Dios protegió a Joás para hacerlo rey.

Atalía, madre del rey Ocozías, recientemente asesinado, mata a toda la familia real y se apodera del trono.  En Atalía, se hace evidente hasta dónde puede llegar la perversidad humana en su enfermizo afán de poder.  A ella no le importó derramar sangre inocente con tal de lograr su cometido.  La historia de la humanidad está llena de páginas sangrientas escritas por hombres y mujeres que nunca quisieron reconocer que todo poder y autoridad procede de lo alto, y tomaron violentamente lo que le pertenece a Dios (1 Cr. 29.11-12).

En medio de todo este drama, un rayo de luz parece brillar.  Joás, uno de los hijos del rey asesinado, un niño de apenas un año es salvado milagrosamente de una muerte segura y es escondido en el templo por seis años.  Aunque la maldad se imponía violentamente, la gracia y el poder de Dios guardaron al futuro rey de caer en manos de Atalía.

Al séptimo año, el sacerdote Joiada, el instrumento que Dios usaría para restaurar el orden monárquico, preparó un plan con los jefes del ejército para que Joás sea proclamado rey.  ¡Qué contraste!  Mientras Atalía tomó para sí la corona y el trono, a Joás se le colocó la corona y se le otorgó el documento con las instrucciones para gobernar (12).

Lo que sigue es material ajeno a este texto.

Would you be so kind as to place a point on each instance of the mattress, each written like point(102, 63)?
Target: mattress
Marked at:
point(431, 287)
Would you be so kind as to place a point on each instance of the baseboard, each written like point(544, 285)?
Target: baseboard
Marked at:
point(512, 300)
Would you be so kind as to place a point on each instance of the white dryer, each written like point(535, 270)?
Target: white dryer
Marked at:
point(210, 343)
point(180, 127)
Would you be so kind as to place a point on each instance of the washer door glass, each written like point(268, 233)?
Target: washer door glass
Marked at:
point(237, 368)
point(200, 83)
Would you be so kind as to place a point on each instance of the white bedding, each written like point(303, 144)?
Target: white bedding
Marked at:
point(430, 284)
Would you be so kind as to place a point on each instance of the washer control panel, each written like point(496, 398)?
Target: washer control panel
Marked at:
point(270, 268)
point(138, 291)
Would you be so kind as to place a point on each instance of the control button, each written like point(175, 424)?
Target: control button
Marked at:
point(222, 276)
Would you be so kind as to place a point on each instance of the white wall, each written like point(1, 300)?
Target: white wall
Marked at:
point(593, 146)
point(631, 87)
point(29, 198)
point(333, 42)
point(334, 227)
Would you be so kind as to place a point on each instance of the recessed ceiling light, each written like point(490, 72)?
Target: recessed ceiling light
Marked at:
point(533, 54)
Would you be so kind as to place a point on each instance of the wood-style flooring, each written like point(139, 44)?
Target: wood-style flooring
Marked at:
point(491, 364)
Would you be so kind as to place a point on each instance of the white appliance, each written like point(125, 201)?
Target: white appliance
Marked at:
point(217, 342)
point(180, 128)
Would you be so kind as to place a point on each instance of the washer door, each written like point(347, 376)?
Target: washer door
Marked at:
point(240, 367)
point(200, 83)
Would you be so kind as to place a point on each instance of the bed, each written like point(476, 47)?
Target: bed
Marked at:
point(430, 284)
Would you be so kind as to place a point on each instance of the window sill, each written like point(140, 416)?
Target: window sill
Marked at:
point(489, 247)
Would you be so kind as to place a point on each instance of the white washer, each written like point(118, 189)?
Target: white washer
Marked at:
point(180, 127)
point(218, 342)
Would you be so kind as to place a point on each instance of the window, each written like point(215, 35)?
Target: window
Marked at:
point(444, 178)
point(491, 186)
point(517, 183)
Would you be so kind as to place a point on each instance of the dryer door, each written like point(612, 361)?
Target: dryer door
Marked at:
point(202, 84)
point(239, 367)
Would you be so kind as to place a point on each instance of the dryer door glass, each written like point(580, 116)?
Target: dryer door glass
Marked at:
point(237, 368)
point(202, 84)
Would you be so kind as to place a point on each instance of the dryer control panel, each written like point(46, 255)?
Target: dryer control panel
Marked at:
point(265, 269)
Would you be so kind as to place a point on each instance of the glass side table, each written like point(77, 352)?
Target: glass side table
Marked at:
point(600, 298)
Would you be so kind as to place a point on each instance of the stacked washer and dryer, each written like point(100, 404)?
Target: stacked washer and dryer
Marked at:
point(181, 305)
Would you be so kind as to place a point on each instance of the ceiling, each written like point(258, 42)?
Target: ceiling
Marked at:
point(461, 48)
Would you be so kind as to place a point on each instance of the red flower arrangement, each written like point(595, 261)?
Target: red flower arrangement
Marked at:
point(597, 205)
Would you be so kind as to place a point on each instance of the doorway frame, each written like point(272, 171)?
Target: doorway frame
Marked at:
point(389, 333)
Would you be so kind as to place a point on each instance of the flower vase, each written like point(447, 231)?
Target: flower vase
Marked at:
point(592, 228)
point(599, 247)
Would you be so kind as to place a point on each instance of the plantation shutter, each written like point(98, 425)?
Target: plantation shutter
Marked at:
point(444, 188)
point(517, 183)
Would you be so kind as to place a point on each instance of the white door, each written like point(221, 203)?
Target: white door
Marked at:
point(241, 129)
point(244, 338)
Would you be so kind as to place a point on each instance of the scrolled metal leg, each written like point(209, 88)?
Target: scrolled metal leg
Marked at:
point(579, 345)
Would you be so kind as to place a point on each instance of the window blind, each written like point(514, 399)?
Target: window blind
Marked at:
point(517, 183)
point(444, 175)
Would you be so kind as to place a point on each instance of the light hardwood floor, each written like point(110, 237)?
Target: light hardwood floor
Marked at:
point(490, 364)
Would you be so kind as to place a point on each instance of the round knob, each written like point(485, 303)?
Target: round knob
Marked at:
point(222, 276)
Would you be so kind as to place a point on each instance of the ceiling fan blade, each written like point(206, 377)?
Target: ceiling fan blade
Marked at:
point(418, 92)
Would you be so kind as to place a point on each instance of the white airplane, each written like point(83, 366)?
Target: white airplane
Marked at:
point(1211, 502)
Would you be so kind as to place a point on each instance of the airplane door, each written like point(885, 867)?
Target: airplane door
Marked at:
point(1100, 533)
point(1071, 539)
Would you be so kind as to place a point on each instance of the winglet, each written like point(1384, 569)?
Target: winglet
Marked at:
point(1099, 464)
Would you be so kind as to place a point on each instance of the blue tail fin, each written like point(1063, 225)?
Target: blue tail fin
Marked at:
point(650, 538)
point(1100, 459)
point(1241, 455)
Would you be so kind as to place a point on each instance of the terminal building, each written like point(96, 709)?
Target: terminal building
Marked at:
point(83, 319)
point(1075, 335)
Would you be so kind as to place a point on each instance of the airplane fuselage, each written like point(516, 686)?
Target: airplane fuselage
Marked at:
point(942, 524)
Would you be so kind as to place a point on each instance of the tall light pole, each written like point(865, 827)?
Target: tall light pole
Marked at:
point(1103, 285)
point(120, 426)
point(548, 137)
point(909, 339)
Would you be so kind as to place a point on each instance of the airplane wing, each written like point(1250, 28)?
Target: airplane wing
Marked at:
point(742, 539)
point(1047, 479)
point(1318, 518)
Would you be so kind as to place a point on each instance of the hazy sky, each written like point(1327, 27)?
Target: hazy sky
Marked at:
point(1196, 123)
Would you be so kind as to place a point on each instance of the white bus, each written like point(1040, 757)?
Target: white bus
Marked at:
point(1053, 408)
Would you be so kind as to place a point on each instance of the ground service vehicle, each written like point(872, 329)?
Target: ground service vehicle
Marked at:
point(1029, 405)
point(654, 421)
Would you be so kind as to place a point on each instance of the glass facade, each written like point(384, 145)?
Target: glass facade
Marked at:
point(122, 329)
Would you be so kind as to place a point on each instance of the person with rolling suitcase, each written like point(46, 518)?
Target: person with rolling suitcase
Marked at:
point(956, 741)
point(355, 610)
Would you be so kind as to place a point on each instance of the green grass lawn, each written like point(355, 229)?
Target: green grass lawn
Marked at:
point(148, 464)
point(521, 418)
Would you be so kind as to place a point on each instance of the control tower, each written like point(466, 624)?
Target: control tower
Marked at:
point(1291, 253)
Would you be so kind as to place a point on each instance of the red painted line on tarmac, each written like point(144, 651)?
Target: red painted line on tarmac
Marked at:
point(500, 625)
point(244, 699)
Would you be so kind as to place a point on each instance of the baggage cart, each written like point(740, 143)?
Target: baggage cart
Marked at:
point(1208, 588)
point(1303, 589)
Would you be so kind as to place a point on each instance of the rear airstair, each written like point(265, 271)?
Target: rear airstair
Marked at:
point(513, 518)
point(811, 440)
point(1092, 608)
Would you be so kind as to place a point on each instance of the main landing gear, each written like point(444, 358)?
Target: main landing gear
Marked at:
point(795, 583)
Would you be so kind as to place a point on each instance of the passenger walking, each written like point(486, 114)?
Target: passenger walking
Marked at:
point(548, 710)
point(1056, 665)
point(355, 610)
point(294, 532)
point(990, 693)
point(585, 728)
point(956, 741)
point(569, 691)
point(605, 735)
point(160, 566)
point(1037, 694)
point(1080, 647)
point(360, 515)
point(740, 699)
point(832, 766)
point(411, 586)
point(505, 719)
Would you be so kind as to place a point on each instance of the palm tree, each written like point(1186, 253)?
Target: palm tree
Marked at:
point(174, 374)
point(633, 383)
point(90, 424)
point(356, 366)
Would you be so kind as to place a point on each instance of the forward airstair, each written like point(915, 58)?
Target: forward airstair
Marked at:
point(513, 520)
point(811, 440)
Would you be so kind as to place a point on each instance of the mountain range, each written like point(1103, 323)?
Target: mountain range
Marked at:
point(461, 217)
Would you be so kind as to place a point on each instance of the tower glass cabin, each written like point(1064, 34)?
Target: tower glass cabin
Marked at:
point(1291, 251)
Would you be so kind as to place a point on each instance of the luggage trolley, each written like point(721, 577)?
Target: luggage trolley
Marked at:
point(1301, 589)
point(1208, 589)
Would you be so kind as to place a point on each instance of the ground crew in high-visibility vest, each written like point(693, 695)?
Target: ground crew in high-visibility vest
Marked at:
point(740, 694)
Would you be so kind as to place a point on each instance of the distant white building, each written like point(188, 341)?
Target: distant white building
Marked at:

Y así fue recibido y aclamado como rey por el pueblo.

Al darse cuenta Atalía de la proclamación del nuevo rey, quiso imponerse al nuevo orden denunciando “una traición”.  ¡Qué descaro! La única justicia que recibió, y que merecía, fue ser asesinada por su traición.  Finalmente, su pecado la alcanzó.

Aplica
¿Tomas decisiones para tu vida por tu cuenta o esperas la dirección divina? ¿Eres consciente de la protección de Dios durante toda tu vida? ¿Te ha usado Dios como instrumento de su gracia y poder para bendecir a otros? ¿Comenta con otros acerca de la actuación de Josaba y Joiada?  ¿Es la Biblia tu libro de instrucciones para vivir?

Ora
Señor, gracias porque aunque a veces no lo perciba, si confío en ti, tú siempre guiarás mi vida conforme a tus propósitos.